The best two tennis players will meet to do battle one last time in a season which has seen Federer’s mantle as the King of World tennis pass to the younger of the two, 24 year old Rafa Nadal.
Nadal took the Number One crown this season with victories in three Grand Slams, despite Roger Federer getting off to the greatest of starts by winning Australian Open 2010 in a straightforward three set win over Britain’s Andy Murray.
Nadal retired from the Australian Open in the Quarter Final against Murray, prompting fears that 2010 could be another injury hit season.
Those fears, however, would prove to be without foundation, as Nadal went on to Slam success at the French Open on his beloved clay; grass success at Wimbledon; and then winning on perhaps his least favoured surface, the hard courts of the US Open.
Nadal has changed his game since his prodigious early seasons, too. His backhand, for so long a weakness, is now a serious weapon; he is finishing his points more quickly than he used to as his game a couple of seasons ago appeared to be – and probably was – unsustainable due to the strain it was placing on his body. What remains is an incredibly solid first serve, and a blistering forehand driven by piston-like biceps that blasts all but the most resilient of opposition counter-punchers into the ground very, very quickly.

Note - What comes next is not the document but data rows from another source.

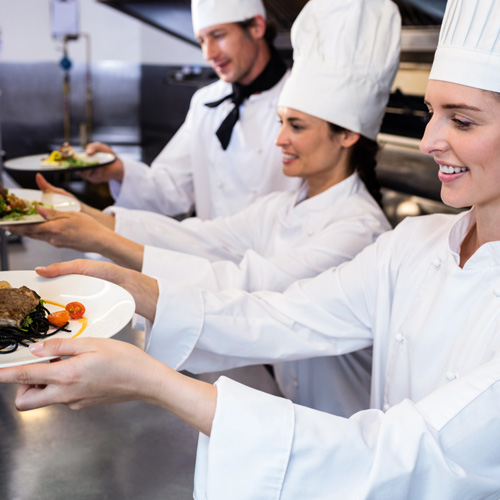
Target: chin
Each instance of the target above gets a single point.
(454, 201)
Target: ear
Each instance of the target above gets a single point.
(258, 27)
(348, 138)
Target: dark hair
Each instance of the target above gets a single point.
(363, 159)
(270, 33)
(496, 95)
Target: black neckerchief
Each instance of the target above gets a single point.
(270, 76)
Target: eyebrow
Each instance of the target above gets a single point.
(458, 106)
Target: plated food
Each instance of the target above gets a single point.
(18, 206)
(24, 319)
(105, 309)
(64, 158)
(14, 208)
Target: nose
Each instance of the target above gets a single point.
(209, 50)
(283, 138)
(434, 139)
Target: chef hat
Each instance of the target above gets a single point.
(207, 13)
(346, 54)
(468, 50)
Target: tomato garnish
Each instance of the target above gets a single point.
(58, 318)
(75, 309)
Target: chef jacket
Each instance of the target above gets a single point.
(434, 426)
(279, 239)
(193, 167)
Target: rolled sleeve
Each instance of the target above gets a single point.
(232, 463)
(177, 325)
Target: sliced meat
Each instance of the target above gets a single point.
(15, 304)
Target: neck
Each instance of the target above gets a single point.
(261, 61)
(485, 230)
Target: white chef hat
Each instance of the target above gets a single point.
(345, 58)
(468, 50)
(207, 13)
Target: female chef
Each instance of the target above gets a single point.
(286, 236)
(425, 295)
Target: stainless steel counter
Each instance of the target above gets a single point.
(126, 451)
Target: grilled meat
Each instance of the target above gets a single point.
(15, 304)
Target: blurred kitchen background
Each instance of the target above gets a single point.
(127, 74)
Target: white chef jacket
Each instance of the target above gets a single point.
(193, 167)
(268, 246)
(434, 426)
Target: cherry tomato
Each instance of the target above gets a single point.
(59, 318)
(75, 310)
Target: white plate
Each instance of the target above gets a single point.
(108, 307)
(34, 163)
(57, 201)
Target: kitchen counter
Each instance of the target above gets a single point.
(126, 451)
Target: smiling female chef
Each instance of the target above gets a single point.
(426, 295)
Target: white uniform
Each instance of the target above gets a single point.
(268, 246)
(193, 167)
(434, 428)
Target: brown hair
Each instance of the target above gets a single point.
(270, 34)
(363, 159)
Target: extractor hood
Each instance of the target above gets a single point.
(421, 19)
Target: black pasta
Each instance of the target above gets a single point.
(11, 337)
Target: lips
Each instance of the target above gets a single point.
(449, 169)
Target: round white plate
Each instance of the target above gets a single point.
(34, 163)
(108, 307)
(57, 201)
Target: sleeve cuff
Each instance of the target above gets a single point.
(177, 325)
(244, 419)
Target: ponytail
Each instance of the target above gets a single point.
(363, 159)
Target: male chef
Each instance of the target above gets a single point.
(223, 156)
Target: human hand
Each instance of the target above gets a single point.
(143, 288)
(103, 371)
(113, 171)
(99, 371)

Federer has long played a very beautiful, easy style of tennis. He moves serenely, almost gracefully around court, flicking his racket one handed on both forehand and backhand sides and seems, at times, to have his opponent mesmerised and working entirely to his plan. When he needs to, Federer can hit unbelievable, precise, powerful winners across court and up lines. He is able to read, and return, all but the most unplayable of serves.
Federer also has a solid serve, first and second, and his game has nothing that could even be approaching a weakness. He is a complete player. He also does not seem to suffer from nerves, something he and Nadal have in common: both players seem galvanised by pressure.

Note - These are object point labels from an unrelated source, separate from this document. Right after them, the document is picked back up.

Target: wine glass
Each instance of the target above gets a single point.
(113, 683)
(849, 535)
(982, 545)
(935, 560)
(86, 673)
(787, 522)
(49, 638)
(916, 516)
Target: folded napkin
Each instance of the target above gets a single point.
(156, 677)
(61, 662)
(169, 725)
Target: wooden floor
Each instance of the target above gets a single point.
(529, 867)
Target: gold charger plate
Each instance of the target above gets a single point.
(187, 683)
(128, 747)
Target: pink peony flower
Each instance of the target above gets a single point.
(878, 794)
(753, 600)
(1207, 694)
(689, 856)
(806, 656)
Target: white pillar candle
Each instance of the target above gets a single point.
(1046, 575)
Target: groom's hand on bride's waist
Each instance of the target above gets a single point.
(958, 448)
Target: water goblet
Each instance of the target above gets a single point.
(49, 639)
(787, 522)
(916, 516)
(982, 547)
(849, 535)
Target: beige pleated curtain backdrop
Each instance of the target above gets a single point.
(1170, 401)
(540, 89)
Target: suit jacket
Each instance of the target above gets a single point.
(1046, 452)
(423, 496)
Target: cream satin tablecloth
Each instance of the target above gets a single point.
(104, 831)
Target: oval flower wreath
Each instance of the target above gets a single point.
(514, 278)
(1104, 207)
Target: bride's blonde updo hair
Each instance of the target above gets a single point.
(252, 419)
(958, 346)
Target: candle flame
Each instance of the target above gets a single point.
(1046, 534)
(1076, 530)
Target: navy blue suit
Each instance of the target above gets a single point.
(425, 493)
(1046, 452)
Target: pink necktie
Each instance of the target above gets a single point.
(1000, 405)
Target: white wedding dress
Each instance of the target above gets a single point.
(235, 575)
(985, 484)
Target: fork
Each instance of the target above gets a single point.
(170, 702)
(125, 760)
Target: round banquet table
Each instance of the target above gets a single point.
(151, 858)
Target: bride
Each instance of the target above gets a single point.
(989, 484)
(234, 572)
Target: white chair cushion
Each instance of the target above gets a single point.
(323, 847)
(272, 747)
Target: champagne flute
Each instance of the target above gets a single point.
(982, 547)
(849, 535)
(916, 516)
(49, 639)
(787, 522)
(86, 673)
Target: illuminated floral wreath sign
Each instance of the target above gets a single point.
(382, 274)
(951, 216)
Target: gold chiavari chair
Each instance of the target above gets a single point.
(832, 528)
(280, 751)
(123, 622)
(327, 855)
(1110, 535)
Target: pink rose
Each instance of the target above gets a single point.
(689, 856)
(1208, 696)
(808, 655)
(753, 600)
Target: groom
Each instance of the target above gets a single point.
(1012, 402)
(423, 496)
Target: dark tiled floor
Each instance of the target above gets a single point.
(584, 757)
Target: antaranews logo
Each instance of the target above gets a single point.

Tonight’s final will be an excellent encounter, which should go the distance: neither man seems capable of rolling over; neither accepts defeat easily.

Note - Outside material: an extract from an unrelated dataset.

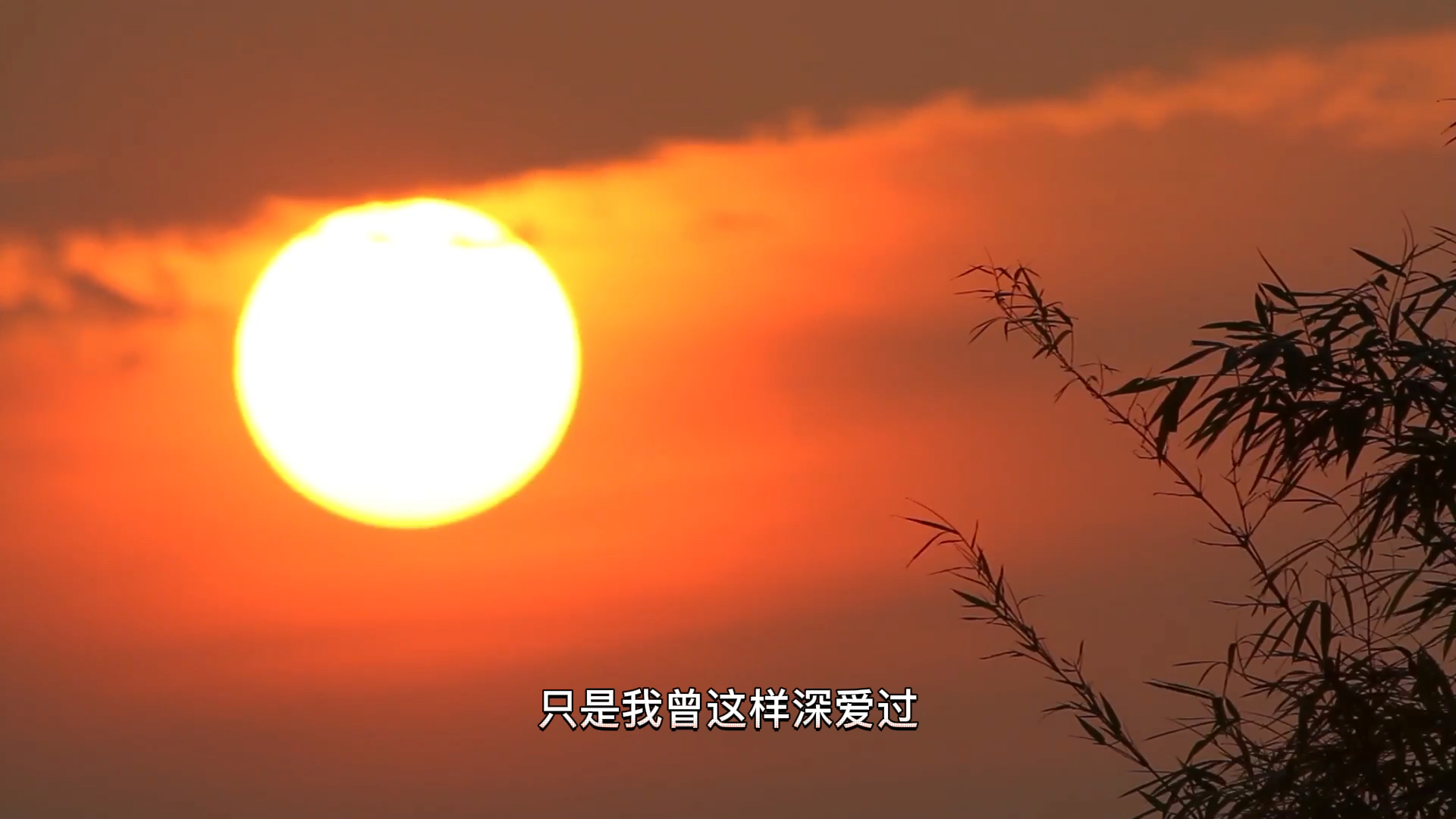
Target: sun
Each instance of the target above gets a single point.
(406, 363)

The winner? Federer has had by far the more impressive tournament of the two – he has not dropped a set, nor looked like dropping one, thus far – but Nadal has not been beaten. Dropping a set and being beaten are two very different things. The difference tonight, as was clear before this tournament began, may come down to playing surface: Federer is better on this indoor hard court than Nadal, though the margin isn’t anything like it used to be, as Nadal has proved time and again this season, not least in claiming the US Open.
Federer should come out the victor, but don’t count on Nadal allowing him anything like the dominance he has enjoyed so far this week at the O2 Arena.